SEDICESIMO INTERLUDIO: PERCHE' NON CONCORDO CON VITO TETI

Uno dei libri più belli e importanti degli ultimi tempi lo ha scritto Vito Teti, ed è Quel che resta. L’Italia dei paesi tra abbandoni e ritorni. Pochi hanno la sua attenzione alla strategia dello svuotamento, pochi sanno raccontarla svicolando da retorica e nostalgia. Proprio per questo, non sono d’accordo con quanto ha scritto su Linkiesta. Non del tutto, almeno. Scrive Teti, fra l’altro:
“Anche gli “intellettuali” soffrono la crisi, sono disgustati, non se la sentono di scegliere il meno peggio; certo ci sono tante attenuanti per il loro silenzio, ma la sensazione è che il loro silenzio sia interessato, calcolato, dettato da troppe paure e troppe premure. L’intellettuale, come diceva Alvaro, però, sembra avere rinunciato; arretra, attende, aspetta un giro. Non sa chi vincerà o meglio sa che non vincerà, del tutto, nessuno e, allora, meglio attendere, tutti hanno famiglia, libri da pubblicare, Festival da dirigere, Musei da aprire, chiacchiere e distintivi da promuovere. Quando vincere non puoi, dice un nostro proverbio, cerca “appattare”, cerca di fare pari. Poi, ci sarà la partita di ritorno.
Perchè sbilanciarsi? E nella convinzione che tutte le forze politiche finiranno col perdere o col non vincere in maniera definitiva, perde l’Italia. L’Italia dei saperi, degli uomini e delle donne libere, di chi avrebbe il diritto e dovere di dire la sua. E i calcoli e la paura degli intellettuali sono un altro segno di un’omologazione, di una decadenza, di un “neo-fascismo” o di una crisi della democrazia (oltre che dei partiti e dei movimenti ormai come i partiti) che fanno parte del nostro vivere quotidiano”.

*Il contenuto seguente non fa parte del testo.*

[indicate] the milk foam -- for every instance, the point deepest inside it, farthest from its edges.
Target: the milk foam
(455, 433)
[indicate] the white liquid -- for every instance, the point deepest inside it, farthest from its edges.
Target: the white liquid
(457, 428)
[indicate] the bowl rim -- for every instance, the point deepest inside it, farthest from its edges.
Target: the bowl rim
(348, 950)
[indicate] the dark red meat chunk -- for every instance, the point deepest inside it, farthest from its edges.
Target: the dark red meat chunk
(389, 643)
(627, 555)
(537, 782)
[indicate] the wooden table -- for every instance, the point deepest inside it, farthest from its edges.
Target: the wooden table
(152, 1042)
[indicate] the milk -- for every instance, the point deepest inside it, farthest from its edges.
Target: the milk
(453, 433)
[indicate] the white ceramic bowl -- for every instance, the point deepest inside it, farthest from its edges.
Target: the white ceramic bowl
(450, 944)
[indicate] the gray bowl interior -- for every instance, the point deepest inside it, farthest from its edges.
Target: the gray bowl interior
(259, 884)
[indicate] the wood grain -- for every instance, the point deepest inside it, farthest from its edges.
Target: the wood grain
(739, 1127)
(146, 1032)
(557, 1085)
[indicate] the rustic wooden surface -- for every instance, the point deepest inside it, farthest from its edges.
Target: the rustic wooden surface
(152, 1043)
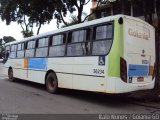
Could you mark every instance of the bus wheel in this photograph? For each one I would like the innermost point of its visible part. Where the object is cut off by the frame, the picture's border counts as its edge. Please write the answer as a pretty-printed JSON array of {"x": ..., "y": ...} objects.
[
  {"x": 10, "y": 75},
  {"x": 52, "y": 83}
]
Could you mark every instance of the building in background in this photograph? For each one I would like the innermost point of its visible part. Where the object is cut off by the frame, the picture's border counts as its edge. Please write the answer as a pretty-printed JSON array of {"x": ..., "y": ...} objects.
[{"x": 135, "y": 8}]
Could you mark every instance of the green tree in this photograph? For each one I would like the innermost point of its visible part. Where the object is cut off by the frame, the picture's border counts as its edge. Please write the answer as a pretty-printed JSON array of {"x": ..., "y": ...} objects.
[
  {"x": 27, "y": 13},
  {"x": 6, "y": 39},
  {"x": 40, "y": 12}
]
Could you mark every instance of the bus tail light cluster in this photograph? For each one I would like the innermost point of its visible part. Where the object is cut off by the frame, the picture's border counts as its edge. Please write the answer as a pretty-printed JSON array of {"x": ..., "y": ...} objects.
[
  {"x": 152, "y": 71},
  {"x": 123, "y": 69}
]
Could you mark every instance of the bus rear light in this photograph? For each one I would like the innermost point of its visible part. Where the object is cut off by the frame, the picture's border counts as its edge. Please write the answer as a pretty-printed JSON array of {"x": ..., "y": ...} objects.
[
  {"x": 151, "y": 70},
  {"x": 123, "y": 69}
]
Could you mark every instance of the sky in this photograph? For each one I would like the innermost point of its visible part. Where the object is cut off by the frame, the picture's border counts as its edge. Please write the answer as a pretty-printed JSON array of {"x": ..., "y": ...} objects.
[{"x": 14, "y": 29}]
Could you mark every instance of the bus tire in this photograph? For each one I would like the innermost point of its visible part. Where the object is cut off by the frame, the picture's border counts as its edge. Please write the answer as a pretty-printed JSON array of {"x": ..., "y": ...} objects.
[
  {"x": 10, "y": 75},
  {"x": 51, "y": 83}
]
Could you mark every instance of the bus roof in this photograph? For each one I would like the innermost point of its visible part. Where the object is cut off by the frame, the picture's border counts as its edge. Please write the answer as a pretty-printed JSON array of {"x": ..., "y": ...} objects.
[{"x": 81, "y": 25}]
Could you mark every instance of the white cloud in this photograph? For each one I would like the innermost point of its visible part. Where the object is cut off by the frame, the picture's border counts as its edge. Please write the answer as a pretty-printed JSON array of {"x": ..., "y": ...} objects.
[{"x": 14, "y": 29}]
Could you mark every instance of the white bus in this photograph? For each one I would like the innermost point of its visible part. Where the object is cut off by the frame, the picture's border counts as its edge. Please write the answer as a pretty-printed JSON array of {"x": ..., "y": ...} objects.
[{"x": 114, "y": 54}]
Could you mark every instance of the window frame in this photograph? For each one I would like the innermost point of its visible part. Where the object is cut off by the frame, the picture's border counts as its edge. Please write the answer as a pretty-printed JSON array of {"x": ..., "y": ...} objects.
[
  {"x": 65, "y": 37},
  {"x": 94, "y": 36},
  {"x": 26, "y": 46},
  {"x": 88, "y": 40}
]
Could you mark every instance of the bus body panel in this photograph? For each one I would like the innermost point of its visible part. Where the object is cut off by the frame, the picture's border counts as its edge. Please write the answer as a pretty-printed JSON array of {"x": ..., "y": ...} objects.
[
  {"x": 99, "y": 73},
  {"x": 139, "y": 50}
]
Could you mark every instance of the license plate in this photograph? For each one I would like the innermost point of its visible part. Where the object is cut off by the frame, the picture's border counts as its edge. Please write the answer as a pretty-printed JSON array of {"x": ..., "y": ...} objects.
[{"x": 140, "y": 79}]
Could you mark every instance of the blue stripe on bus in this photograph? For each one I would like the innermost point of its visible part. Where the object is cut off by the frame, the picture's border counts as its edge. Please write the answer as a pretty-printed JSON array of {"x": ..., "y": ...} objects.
[
  {"x": 37, "y": 63},
  {"x": 138, "y": 70}
]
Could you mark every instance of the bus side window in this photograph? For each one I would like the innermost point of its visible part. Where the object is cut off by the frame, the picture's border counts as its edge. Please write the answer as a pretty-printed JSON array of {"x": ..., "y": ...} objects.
[
  {"x": 102, "y": 40},
  {"x": 20, "y": 50},
  {"x": 42, "y": 47},
  {"x": 80, "y": 44},
  {"x": 58, "y": 45},
  {"x": 13, "y": 51},
  {"x": 30, "y": 48}
]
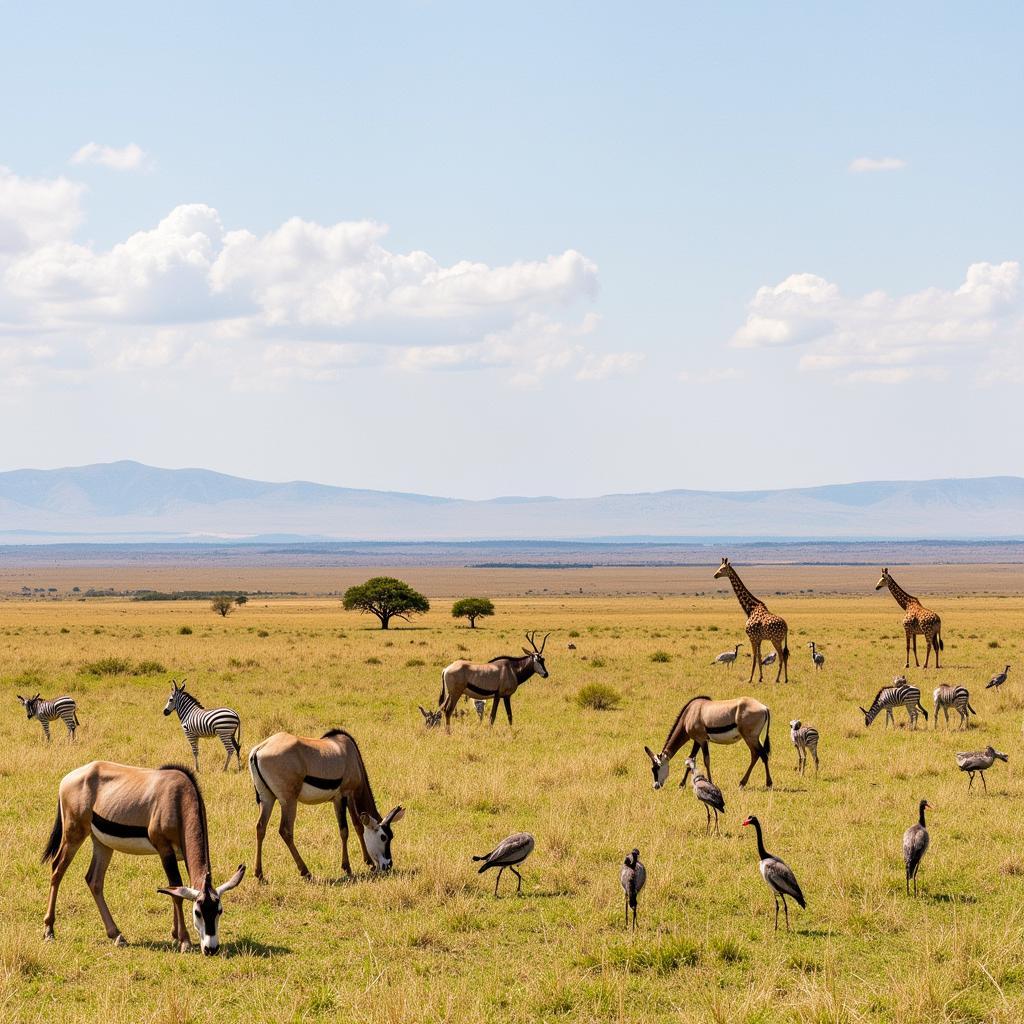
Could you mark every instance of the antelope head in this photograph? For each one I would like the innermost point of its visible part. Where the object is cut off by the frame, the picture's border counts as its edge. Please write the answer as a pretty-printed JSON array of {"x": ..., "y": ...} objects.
[
  {"x": 377, "y": 837},
  {"x": 207, "y": 907},
  {"x": 537, "y": 654}
]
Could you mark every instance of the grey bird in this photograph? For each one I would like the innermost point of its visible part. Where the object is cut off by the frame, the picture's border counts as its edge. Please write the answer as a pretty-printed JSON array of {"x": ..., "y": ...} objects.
[
  {"x": 914, "y": 845},
  {"x": 998, "y": 679},
  {"x": 508, "y": 853},
  {"x": 709, "y": 795},
  {"x": 978, "y": 761},
  {"x": 632, "y": 878}
]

Sembra, il mio disaccordo, andare nella direzione opposta di quanto scrivevo qualche giorno fa, a proposito del disinteresse verso quanto accadeva, e accade,  in Turchia, e dove pure sottolineavo la sensazione di chiusura nel proprio mondo. Ma mi sembra che, per quanto riguarda le elezioni incombenti e a differenza dello sguardo fuori dai confini,  ci siano decine e decine di intellettuali che si sono schierati e si stanno schierando, spesso e volentieri dichiarandolo, quel voto (cosa che mi piacerebbe fare, ma che non posso fare: qualche tempo fa, mi è stato poco garbatamente detto da una serie di ascoltatori di Radio3 che in quanto conduttrice di una pubblica emittente non devo permettermi di esplicitare per chi voterò. E per non creare problemi alla mia radio, non certo a me, non lo faccio, pur mordendomi le dita per l’oscurità dei tempi e di certe menti). Ci sono decine e decine di intellettuali che stanno evidenziando quanto sia importante pronunciarsi e battersi contro i fascismi di ritorno e i criptofascismi: e c’è chi lo fa anche in tempi non elettorali, peraltro, e quasi tutti giorni, peraltro. Infine, se posso, anche immaginando un Festival si può fare politica: perché la politica non sta solo in una dichiarazione di voto, ma in quanto si fa e si dice e si scrive in ogni momento della propria vita. Poi, certo, a fronte ci sono anche quelli che si preoccupano solo di quante recensioni avrà il proprio libro, e che non si curano di come la letteratura possa e debba incidere nel mondo in cui si vive. Legittimo, ma preferisco pensarla come Murakami Haruki:
“Tra un muro alto e solido e un uovo che si rompe contro di esso, starò sempre dalla parte dell’uovo. Sì, non importa quanto il muro abbia ragione e quanto l’uovo abbia torto, io starò dalla parte dell’uovo. Qualcun altro dovrà decidere ciò che è giusto e ciò che è sbagliato; sarà forse il tempo a farlo, o la storia. Ma se ci fosse un romanziere che, per qualsivoglia ragione, scrivesse stando dalla parte del muro, che valore avrebbero le sue opere?”